Hmm, seems the coercion does not work for Python 3.x..

@87
87 commented

Now it does; the typestring is unicode by default on Python 3.

@teoliphant
Owner

Why can't we assume that shape is () if not given? We could raise an error if data is given without shape. I'm not sure we can fix this with just changes to the array interface. It seems that the context of using the array interface is important as well (i.e. using it to get the data-type in the array factory).

@87
87 commented

Hmm, yes, that could be possible, but is it safe to assume that every object that does not specify a shape is a scalar?

@87
87 commented

The array interface would be the most logical place, because it is queried for interface information by PyArray_GetArrayParamsFromObject.

@87
87 commented

The PyArray_FromInterface already constructs the array object, so it does not return shape/dtype information.

@njsmith
Owner

I don't think it matters so much what requirements we decide to put on shape, just so long as we document them clearly and enforce them in the code, so that later on we'll have some confidence that people are using this interface the way we expect. The current __array_interface__ docs are (IMHO) quite confusing already, with many small inconsistencies on exactly what is allowed/required, even without mentioning this auto-conversion usage.

What are the intended semantics, btw? (The patch doesn't seem to update the docs to match.) Is the idea that if you leave off the data attribute, then we just try to cast the object to the specified sort of array using normal python conversion rules?
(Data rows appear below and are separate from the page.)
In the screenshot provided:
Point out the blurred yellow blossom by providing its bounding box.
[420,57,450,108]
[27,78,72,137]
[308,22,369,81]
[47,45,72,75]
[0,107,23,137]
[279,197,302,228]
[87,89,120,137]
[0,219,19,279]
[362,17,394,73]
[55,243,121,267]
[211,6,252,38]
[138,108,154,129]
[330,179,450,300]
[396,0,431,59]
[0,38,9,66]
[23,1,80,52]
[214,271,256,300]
Basically calling np.array(obj, dtype=obj.__array_interface__["descr"]).reshape(obj.__array_interface__["shape"])?

@87
87 commented

It creates a new array from the dtype that follows out of "typestr" and the shape from the shape tuple and sets the object as item, basically doing a[0] = obj. That is also what happens in setArrayFromSequence, which also coerces data when the array interface is specified.

@strogdon

I've been following this from the Sage side. The old numpy behavior was such that if a single object didn't have a shape attribute then numpy.array(object) would return a numpy array with a 'shape': () attribute and numpy.array([object]) would return a numpy array with a 'shape': (1,). With the present commit both numpy.array(object) and numpy.array([object)] return numpy arrays with 'shape': (1,). Is it inconsistent with the array_interface for numpy.array(object) of this commit to return a numpy array with 'shape': (), i.e. the old numpy behavior? If I'm not mistaken the present Sage relies, to some extent, on this.

@teoliphant
Owner

This really doesn't need any discussion does it? We need to revert to the old behavior and then if it is desired to change that behavior figure out a migration path. It is completely acceptable to allow the array interface to not specify a shape and assume that () is intended.

@teoliphant
Owner

@87 Yes, it is safe to assume that an object exporting the array_interface that does not specify a shape is a scalar.

@teoliphant
Owner

We can and should require the shape information if there is also a data-parameter. If there is no data attribute, then we can assume shape is () if not given.

@strogdon

Just so I wasn't misunderstood, by the "old numpy behavior" I wasn't referring to the missing shape information that's passed to numpy.array. I was referring to what is returned by numpy.array. The shape attribute may well be needed for objects passed to numpy.array with numpy-1.7.x. The old numpy.array(object) returned a numpy array with shape () while with this commit numpy.array(object) returns a numpy array with shape (1,). The old behavior

>>> f=Foo(0.5)
>>> f.__array_interface__
{'typestr': '=f8'}
>>> numpy.array(f).__array_interface__
{'descr': [('', '<f8')], 'strides': None, 'shape': (), 'version': 3, 'typestr': '<f8', 'data': (10034896, False)}
>>> numpy.array(f)
array(0.5)
>>> numpy.array([f])
array([ 0.5])

The new behavior

>>> f=Foo(0.5)
>>> f.__array_interface__
{'typestr': '=f8', 'shape': ()}
>>> numpy.array(f).__array_interface__
{'descr': [('', '<f8')], 'strides': None, 'shape': (1,), 'version': 3, 'typestr': '<f8', 'data': (138360552, False)}
>>> numpy.array(f)
array([ 0.5])
>>> numpy.array([f])
array([ 0.5])
@njsmith
Owner

@strogdon: I think that's an unambiguous bug, yes. We shouldn't be converting 0-d arrays into 1-d arrays gratuitously.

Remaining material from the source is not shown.